In light of emerging new market conditions, how long can the air cargo community, in particular small and medium businesses, survive whilst operating opaque, analog and paper-based processes? They cannot, experts assert. Cultural and organizational barriers will clip the wings of the air cargo industry.
Digitisation of cargo pricing and sales is now technically possible but still sorely lacking. However, change is imminent. The next generation of shippers won’t stand for offline service. Air forwarders and carriers now face the choice to either digitize – or lose business to someone who already is.
The Important Benefits of Technology
Experts also warn that global cargo is increasingly turning into a commoditized business. Service speaks loudly, but when a competitor with equal service can offer it together with the advantages of automation, then reduced profitability and customer abandonment become inevitable.
Freightos conducted a survey of the top 20 forwarders in 2015 and 2016. Some of the findings are not only rather alarming but also confirm the industry is in dire need of remedial lessons on the benefits of technology. Of the forwarders surveyed, Kuehne + Nagel was the only business that instantly provided a freight quote days ahead of their rivals, and years ahead in technology.

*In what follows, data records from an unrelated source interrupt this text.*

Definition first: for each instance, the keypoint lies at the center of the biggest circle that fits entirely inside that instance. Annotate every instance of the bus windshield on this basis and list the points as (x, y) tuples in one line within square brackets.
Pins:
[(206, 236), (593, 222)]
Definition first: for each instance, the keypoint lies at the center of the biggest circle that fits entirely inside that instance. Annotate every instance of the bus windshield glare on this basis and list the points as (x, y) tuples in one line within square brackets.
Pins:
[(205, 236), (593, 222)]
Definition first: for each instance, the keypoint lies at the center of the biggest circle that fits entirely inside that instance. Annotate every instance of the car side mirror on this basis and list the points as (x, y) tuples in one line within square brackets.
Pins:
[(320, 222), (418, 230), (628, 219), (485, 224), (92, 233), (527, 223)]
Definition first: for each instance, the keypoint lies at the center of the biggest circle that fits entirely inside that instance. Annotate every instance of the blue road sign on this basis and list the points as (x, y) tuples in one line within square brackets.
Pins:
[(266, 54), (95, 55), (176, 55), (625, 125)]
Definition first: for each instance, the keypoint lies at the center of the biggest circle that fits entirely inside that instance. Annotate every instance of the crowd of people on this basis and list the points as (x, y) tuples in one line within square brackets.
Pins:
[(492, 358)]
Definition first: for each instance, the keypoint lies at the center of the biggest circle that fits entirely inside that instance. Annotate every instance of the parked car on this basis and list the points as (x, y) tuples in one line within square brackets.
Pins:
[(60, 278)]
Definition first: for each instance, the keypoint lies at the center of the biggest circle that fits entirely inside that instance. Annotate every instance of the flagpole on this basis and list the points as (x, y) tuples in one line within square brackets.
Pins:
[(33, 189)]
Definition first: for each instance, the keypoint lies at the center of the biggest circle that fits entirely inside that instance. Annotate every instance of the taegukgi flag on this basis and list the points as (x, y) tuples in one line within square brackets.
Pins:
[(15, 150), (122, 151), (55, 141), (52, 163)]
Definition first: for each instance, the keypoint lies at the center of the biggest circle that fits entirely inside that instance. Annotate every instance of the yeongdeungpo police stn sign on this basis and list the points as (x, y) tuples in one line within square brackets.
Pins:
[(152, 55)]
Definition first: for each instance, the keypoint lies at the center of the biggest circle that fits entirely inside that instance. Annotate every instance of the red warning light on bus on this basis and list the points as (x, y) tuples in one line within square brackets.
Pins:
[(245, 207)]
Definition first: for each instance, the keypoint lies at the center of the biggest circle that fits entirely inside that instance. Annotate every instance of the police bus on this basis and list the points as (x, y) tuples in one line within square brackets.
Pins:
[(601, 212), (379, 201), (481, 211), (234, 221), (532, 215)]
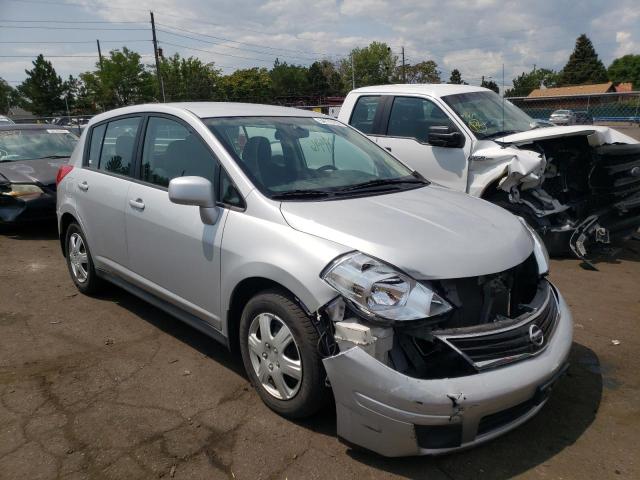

The study discovered that most of the forwarders’ processes are still manual. It took on average 101 hours (4 days) to provide a simple, manual spot quote, 11 hours longer than in 2015, reveals Freightos. Following up the quote request took an average of 15 hours (7 hours in 2015). And, of the 20 forwarders, only 9 provided a quote.
Balancing Paper and Digital
This may be one of the reasons why the air cargo industry has been fighting with the permanently perplexing problem. The question remains, why an industry that operates some of the most sophisticated machines in the world is still struggling to eliminate paper.
Whilst most companies have initiatives aimed at digitizing documents in the transportation cycle, there are still other documents in the back office that could be ripe for dematerialization. Certainly when we hit 50 per cent e-AWB [penetration], this is probably the worst of both worlds, as the business has to cope in this hybrid state: managing the paper and digital. This has to be inefficient, and therefore, costly.
Maybe this is why it is suggested that smaller firms will survive using paper-based operations because the airfreight industry will continue to condone it. It still must be the case that some businesses, whether big or small, can still manage using paper. Perhaps this is indicative that we have not approached this in the right way. Even in the age of cloud, apps and offshore back office solutions, it still seems paper is tolerated and accepted, even if an ‘e’-alternative is available.
Simple Technology May Provide a Solution
Facebook, Gmail and Amazon built their empires by making things simple to start using new technology; the key is the openness to change and the foresight to do it before it’s a game of catch-up.
Some companies across air cargo and logistics are ahead of the game adopting proactive rather than a reactive approach. These companies are: Kuehne + Nagel, Panalpina, British Airways, DSV, DHL, Cathay Pacific, Qatar Airways, Air France-KLM, Kenya Airways, Lufthansa Cargo, Emirates, China Airlines, Korean Air, DB Schenker, Singapore Airlines Cargo, UPS, Nippon Express, Kintetsu, FedEx, Hellman, TNT, Air China, Swiss Air Lines and Delta Air Lines.